Waiting for Wednesday

When you have rheumatoid arthritis you spend a lot of time waiting. It seems you are always waiting to see if the latest DMARD (Disease Modifying Antirheumatic Drug) is going to work to control the disease. You wait in numerous doctors offices and labs. Most of all, you just wait to have your life back. RA CAN take your life.

I guess I haven't given up all hope in having my pre-RA life back. I still have hopes that I'll run more 10K races, play more bluegrass music, hike for miles, mow my own grass, wear rings and bracelets and cute shoes, ride half-crazy horses, restore old violins, sleep through the night and spring out of bed the next day . . . you know I could go on and on.

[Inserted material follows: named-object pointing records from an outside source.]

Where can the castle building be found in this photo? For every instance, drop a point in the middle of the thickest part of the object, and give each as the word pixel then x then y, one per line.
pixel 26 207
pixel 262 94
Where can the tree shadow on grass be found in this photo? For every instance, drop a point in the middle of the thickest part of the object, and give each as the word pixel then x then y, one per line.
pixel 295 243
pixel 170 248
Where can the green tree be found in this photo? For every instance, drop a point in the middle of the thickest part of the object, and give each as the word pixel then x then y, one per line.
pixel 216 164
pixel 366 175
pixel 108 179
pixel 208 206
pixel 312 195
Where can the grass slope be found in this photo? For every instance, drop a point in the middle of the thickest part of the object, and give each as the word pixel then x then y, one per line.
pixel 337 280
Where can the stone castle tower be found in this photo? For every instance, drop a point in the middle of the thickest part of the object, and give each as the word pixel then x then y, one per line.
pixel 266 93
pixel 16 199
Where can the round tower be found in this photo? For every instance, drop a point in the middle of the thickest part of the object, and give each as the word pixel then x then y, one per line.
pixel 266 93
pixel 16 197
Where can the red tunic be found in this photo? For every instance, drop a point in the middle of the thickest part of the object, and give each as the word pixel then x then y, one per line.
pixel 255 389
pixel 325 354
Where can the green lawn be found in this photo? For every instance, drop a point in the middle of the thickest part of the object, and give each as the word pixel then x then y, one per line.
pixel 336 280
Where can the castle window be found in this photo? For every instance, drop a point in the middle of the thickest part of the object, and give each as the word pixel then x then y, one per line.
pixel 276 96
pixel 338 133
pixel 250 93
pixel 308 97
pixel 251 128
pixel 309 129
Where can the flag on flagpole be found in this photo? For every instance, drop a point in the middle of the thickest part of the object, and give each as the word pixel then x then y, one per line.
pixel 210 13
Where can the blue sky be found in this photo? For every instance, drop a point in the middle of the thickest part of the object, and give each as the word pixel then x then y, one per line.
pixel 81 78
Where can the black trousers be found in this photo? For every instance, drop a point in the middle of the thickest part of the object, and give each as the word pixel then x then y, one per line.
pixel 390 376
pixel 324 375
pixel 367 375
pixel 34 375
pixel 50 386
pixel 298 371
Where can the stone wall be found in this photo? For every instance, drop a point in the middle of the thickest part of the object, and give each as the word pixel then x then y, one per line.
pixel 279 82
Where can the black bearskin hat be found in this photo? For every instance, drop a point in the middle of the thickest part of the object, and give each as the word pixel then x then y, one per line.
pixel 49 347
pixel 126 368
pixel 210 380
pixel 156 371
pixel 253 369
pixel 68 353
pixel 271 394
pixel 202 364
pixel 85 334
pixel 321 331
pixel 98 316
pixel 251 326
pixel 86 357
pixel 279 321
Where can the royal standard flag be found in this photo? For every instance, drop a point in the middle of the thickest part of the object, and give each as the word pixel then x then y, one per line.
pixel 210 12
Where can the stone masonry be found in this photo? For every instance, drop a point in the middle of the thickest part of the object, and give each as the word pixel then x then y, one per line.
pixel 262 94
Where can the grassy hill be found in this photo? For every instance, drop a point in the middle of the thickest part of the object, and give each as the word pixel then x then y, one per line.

I pin hopes on every appointment with my rheumatologist. I have a lot of faith in him, but the visits are so short that I often come away wondering what I can expect from the changes he makes in my medication. RA waxes and wanes on its own, for me, even without treatment. So, it is awfully hard to tell if anything really makes a difference or not. I'm wanting the difference that cannot be mistaken. I want to feel like I did before I knew what RA was.

Right now my hopes are on Wednesday, my next rheumatologist appointment. I have hopes that this appointment will bring all the things I've been missing back to me. If it does, I promise not to take any of those things for granted. I know that remission usually doesn't last forever and you have to start the whole process over again when your treatment stops working. I'll take whatever I can get.

I haven't been feeling too bad today. I'm still fighting the sinus infection and I've had to rely on pain medication to manage, but I don't feel like chopping off any body parts. I'm living the usual life with rheumatoid arthritis, I'm waiting, for Wednesday.